En las elecciones generales del 28 -A se produjo un gran triunfo de la izquierda. Al menos esa fue la sensación que dejó la noche electoral, aunque el número de votos obtenidos por cada bloque ideológico fuese similar. Nada indica que se vayan a producir un cambios significativos y como el procedimiento de asignación de escaños es distinto en cada una de las tres elecciones -dos en nuestro caso- del próximo 26 M, es difícil predecir cuál será la percepción el día después. El sondeo del CIS no recoge el efecto de las generales y las encuestas en anteriores autonómicas y europeas fueron poco precisas. Aplicando la simple lógica, como hace el portal Electomanía, se produciría la subida del PSOE y el sorpasso de Cs al PP. Pero lógica y política no siempre coinciden y menos en unas elecciones en las que influyen factores tan distintos. Pero no sabremos el verdadero valor de lo ocurrido el 28A hasta la noche del 26. La primera década de hegemonía del PP vino precedida de un gran triunfo en las municipales y autonómicas de 1995, en las que el PSOE perdió la mayor parte de su apoyo territorial. Puede que ahora ocurra lo contrario, aunque yo no me apresuraría a enterrar al PP. Es posible que si aquellas elecciones certificaron la alternancia y la consolidación del bipartidismo, estas sean su canto del cisne. Dado la variedad de la oferta, sólo la capacidad de construir alianzas determinará de qué lado caerá el poder.

Apenas si prestamos atención a las elecciones europeas, aunque todos sabemos que nuestro futuro depende más de las decisiones de Bruselas que las de la Casona del Parque.
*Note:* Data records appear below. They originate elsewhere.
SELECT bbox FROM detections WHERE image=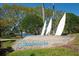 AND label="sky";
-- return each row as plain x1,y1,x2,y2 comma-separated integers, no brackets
0,3,79,16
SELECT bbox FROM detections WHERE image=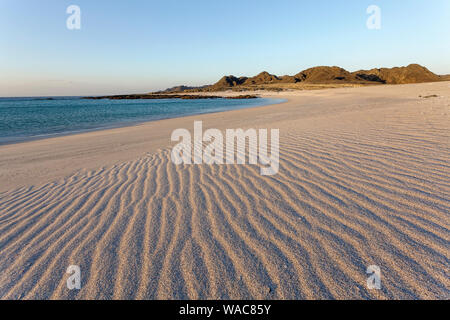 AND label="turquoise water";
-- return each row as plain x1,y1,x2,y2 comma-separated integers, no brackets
0,97,282,144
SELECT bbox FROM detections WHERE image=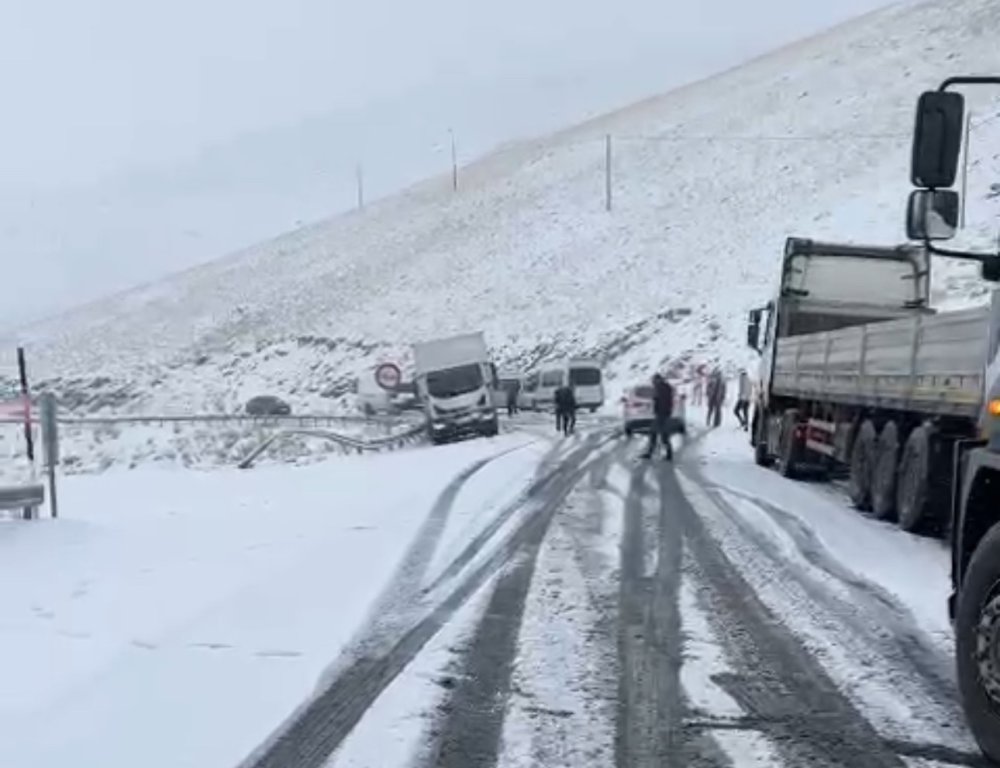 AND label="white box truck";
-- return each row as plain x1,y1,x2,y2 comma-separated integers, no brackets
413,332,499,444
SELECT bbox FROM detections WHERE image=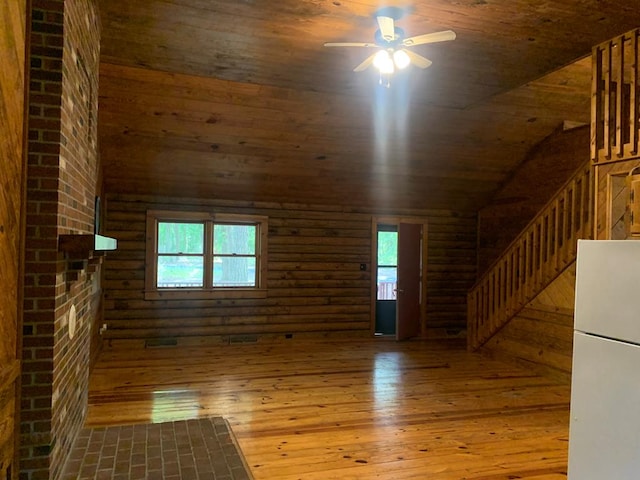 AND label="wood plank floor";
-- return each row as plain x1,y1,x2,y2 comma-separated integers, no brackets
87,339,570,480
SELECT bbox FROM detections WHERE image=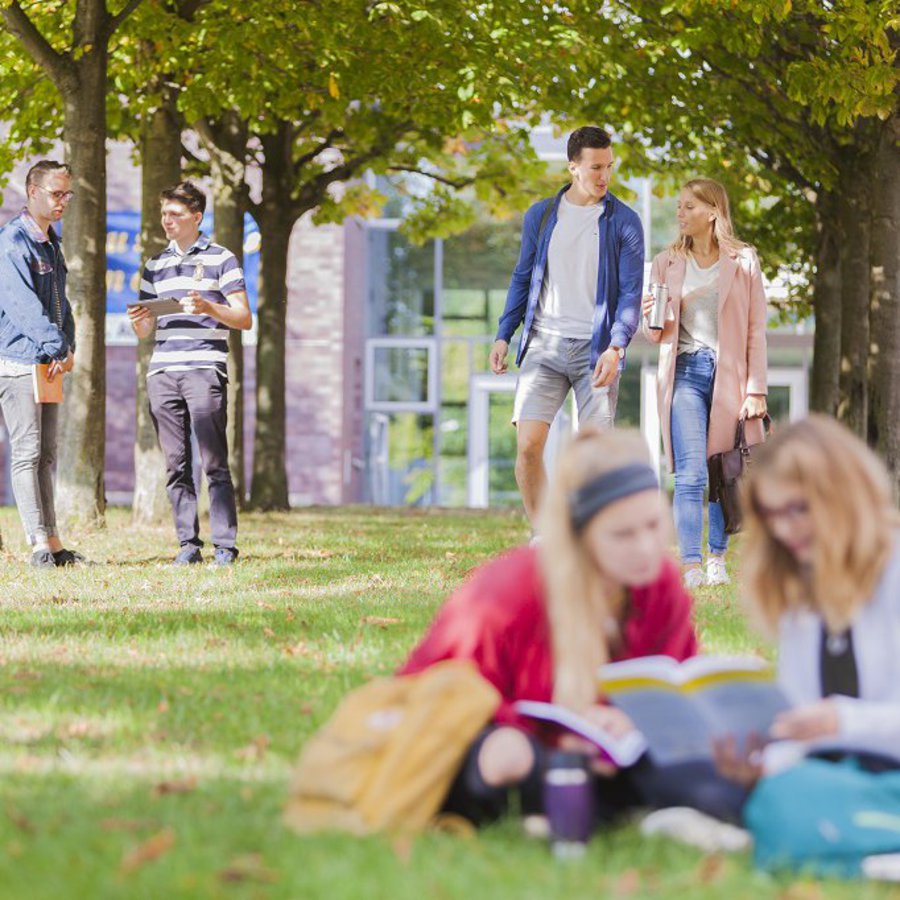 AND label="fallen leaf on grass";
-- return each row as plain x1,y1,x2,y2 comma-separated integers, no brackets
153,775,197,797
234,734,271,761
778,881,823,900
119,828,175,875
613,869,641,897
219,853,278,884
697,853,725,884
Pero el interés de elecciones está precisamente en la dualidad de lo global y lo local, de nuestro doble derecho como ciudadanos europeos y vecinos de nuestros municipios. Esto último nos viene dado por naturaleza, lo primero por decisión: desde nuestro ingreso en 1985 los españoles estamos entre los europeos que más creen en la integración de la UE. Ahora que las cuestiones territoriales envenenan el debate político y la convivencia en nuestro país, yerran quienes pretenden combatir el irracionalismo independentista invocando el viejo nacionalismo español. Al contrario, la fórmula es más Europa. Como dice Anthony Giddens: "Cada Estado miembro tiene más "soberanía neta" como miembro de la UE de la que tendría actuando de forma individual". No hay mejor respuesta al efecto disgregador de los egoísmos nacionalistas.